Una macchina per uccidere Metafora del marcatore. L’immagine suggerita da Osimhen, calciatore nigeriano di 23 anni (nato a Lagos il 29 dicembre 1998) e da cui il Napoli ha investito 70 milioni di euro nell’estate del 2020, dopo solo una stagione al Lille, che a sua volta lo aveva firmato dopo una campagna a Charleroi del Belgio, un club che ha scommesso su di lui quando era al Wolsfburg in Germania, cosa che lo ha preso nelle sue reti al termine della Coppa del Mondo Under 17 disputata in Cile nel novembre 2015. In quell’evento, Osimhen è stato il capocannoniere del torneo (10 gol in 7 partite, la seconda il tedesco Johannes Eggstein ne ha segnati solo quattro) e quindi Scarpa d’Oro, e ha vinto il Pallone d’Argento al secondo miglior giocatore.
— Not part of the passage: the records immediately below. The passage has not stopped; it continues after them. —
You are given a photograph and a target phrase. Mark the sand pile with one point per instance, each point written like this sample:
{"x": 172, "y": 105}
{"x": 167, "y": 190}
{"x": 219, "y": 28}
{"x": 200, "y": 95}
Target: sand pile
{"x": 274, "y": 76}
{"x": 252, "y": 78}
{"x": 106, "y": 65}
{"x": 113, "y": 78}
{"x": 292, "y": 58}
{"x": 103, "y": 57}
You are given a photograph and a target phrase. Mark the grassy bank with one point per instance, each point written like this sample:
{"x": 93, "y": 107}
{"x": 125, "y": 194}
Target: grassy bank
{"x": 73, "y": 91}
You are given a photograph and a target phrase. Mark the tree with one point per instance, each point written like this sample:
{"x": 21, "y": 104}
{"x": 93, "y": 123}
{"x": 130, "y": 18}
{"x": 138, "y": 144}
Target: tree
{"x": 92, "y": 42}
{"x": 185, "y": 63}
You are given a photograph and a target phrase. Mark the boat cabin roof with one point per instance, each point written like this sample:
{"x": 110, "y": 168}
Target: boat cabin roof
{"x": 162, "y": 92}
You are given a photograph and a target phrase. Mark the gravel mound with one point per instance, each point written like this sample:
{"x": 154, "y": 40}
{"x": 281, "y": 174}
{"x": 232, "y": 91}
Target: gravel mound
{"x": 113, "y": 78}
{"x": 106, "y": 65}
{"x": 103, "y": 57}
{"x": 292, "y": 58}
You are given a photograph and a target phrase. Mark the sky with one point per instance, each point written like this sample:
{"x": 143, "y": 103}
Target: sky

La Nigeria era campione.

Prezzo in aumento

L’aumento del prezzo di Osimhen è stato in linea con la progressione del calcio in mostra. Il Charleroi ha pagato 3,5 milioni al Wolfsburg, il Lille ne ha consegnati 14 (erano 20 alla fine con variabili) e il Napoli ha dato i suddetti 70 milioni. Prezzo a stelle. Almeno un giocatore in franchising.

“Ha molti obiettivi”, ha detto Osimhen. Abbastanza. È la qualità più preziosa di qualsiasi attaccante. E ha più cose: “Gli piace attaccare gli spazi e muoversi in profondità, ma ha anche la capacità di essere un’area nove”, ha detto Christophe Galtier, il suo ex allenatore al Lille. “Sa organizzare tutta l’alta pressione della squadra. Fa il lavoro di due o tre giocatori”, ha detto un altro allenatore che lo ha seguito nel campionato francese. Forse per questo gioca da solo al Napoli di Spalletti.

“Gli piace attaccare gli spazi e muoversi in profondità, ma ha anche la capacità di essere un’area nove”.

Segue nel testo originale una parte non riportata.